For us to better understand the handling of the security situation, let us compare the outcome of two meetings held by the President and Commander-in-Chief of the Armed Forces of the Federal Republic, His Excellency Muhammadu Buhari, with the country’s service and security chiefs. Both meetings were called to discuss the increasingly deteriorating security situation. They were held 47 days apart with the same cast and in the same Aso Rock Presidential Villa. In both cases, he spoke through his National Security Adviser, Babagana Monguno, a retired General.
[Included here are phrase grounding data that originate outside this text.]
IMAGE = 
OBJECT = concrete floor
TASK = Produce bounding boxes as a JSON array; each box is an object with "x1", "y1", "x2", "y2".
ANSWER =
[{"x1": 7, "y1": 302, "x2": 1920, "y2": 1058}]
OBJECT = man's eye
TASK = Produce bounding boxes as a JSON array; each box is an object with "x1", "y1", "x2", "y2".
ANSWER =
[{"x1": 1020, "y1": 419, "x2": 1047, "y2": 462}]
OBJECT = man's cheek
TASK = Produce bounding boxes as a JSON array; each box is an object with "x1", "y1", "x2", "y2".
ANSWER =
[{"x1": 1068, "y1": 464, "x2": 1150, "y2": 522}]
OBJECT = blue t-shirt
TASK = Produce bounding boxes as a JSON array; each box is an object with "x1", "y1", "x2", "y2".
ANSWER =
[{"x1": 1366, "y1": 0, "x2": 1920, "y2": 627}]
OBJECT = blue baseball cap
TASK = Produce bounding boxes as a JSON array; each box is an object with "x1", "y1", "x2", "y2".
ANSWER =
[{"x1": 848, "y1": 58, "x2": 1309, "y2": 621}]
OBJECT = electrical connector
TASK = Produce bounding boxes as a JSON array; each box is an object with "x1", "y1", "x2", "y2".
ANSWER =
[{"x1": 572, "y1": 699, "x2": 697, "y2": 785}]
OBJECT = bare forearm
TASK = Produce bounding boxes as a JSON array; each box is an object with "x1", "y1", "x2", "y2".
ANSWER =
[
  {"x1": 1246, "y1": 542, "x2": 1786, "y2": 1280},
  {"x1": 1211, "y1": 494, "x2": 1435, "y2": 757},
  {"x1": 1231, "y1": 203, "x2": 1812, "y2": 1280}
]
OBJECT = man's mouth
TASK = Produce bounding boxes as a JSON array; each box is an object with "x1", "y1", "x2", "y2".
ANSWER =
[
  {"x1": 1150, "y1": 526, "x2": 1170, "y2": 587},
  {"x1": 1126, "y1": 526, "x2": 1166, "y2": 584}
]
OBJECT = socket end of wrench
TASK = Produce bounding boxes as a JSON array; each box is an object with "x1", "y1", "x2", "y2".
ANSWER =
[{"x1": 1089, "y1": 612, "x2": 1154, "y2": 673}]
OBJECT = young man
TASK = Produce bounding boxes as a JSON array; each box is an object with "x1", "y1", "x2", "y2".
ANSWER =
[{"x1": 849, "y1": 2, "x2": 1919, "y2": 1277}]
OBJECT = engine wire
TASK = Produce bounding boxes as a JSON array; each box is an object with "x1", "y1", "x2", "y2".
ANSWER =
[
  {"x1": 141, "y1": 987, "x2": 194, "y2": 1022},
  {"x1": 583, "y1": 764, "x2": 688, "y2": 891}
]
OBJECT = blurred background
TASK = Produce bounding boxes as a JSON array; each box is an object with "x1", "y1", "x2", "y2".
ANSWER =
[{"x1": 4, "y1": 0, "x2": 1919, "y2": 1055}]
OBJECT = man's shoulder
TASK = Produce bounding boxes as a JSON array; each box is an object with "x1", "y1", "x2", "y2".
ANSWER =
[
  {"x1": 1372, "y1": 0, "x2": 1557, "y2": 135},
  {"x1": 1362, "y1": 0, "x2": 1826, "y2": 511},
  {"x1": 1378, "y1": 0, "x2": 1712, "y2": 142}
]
At the first meeting on Thursday, June 18, 2020, President Buhari expressed the true mood of the country. Monguno told the country: “Mr President expressed great concern over the declining security situation in the country. He is extremely unhappy about what is happening.” At the second meeting on Tuesday, August 4, 2020 that anger was not apparent, if anything President Buhari seemed subdued. In the former meeting, he had bellowed: “… Even though the security agencies are doing their best, their best is not good…” In the latter meeting he sounded reconciliatory and even making a case for the security chiefs. He told them: “You are doing your best as far as I am concerned but there is still a lot more to be done.” While at the first meeting, he sounded like the man in charge, giving stern directives to the security chiefs that he “… wants an immediate reversal of the current trend and immediate reversal of our misfortunes in all their dimensions”. In the second meeting, he seemed to have forgotten his directives, he rather, sounded like a man making a plea. Monguno quoted President Buhari: “He has also directed that we must rejig our strategies both in terms of operations and intelligence. We must rejig our strategy to prevent further catastrophe; that we must bear in mind that we owe a duty.”
To rejig is to rearrange, juggle, re-organise, alter or readjust; is that what the dire security situation in the country calls for? I thought it is claimed that in the military, you do not reinforce failure? As for a solution to the near-anarchy in the country, Monguno quoted President Buhari as saying since the issues involved were operational in nature, the Minister of Defence, Bashir Magashi, was “working on something” that would rejig the security agencies. In other words, there is no solution being offered.
So, the weekly massacre of people in many towns and villages, banditry and kidnapping across the country and the undeniable resurgence of terrorism, will continue. Meanwhile, the Chief of Army Staff, Lieutenant General Tukur Buratai would return to doing his video press ups while his troops are pressed down and pinned down by insurgents; his Air Force counterpart, Air Marshal Sadique Abubakar would continue his media propaganda on how the force is wiping out Boko Haram terrorists, while the Chief of Naval Staff, Vice Admiral Ibok Ekwe Ibas would continue to glide in the shadows of relative obscurity.
As for Governor Zulum, I suggest he resists any intimidation and continues his uncompromising service to the Borno State people and the country, but, he must watch his back. The Nigerian people are like orphans, and in almost all cases, orphans do not find comfort or security in a motherly bosom. We have to collectively take our destiny in our hands; nobody will come to our aid.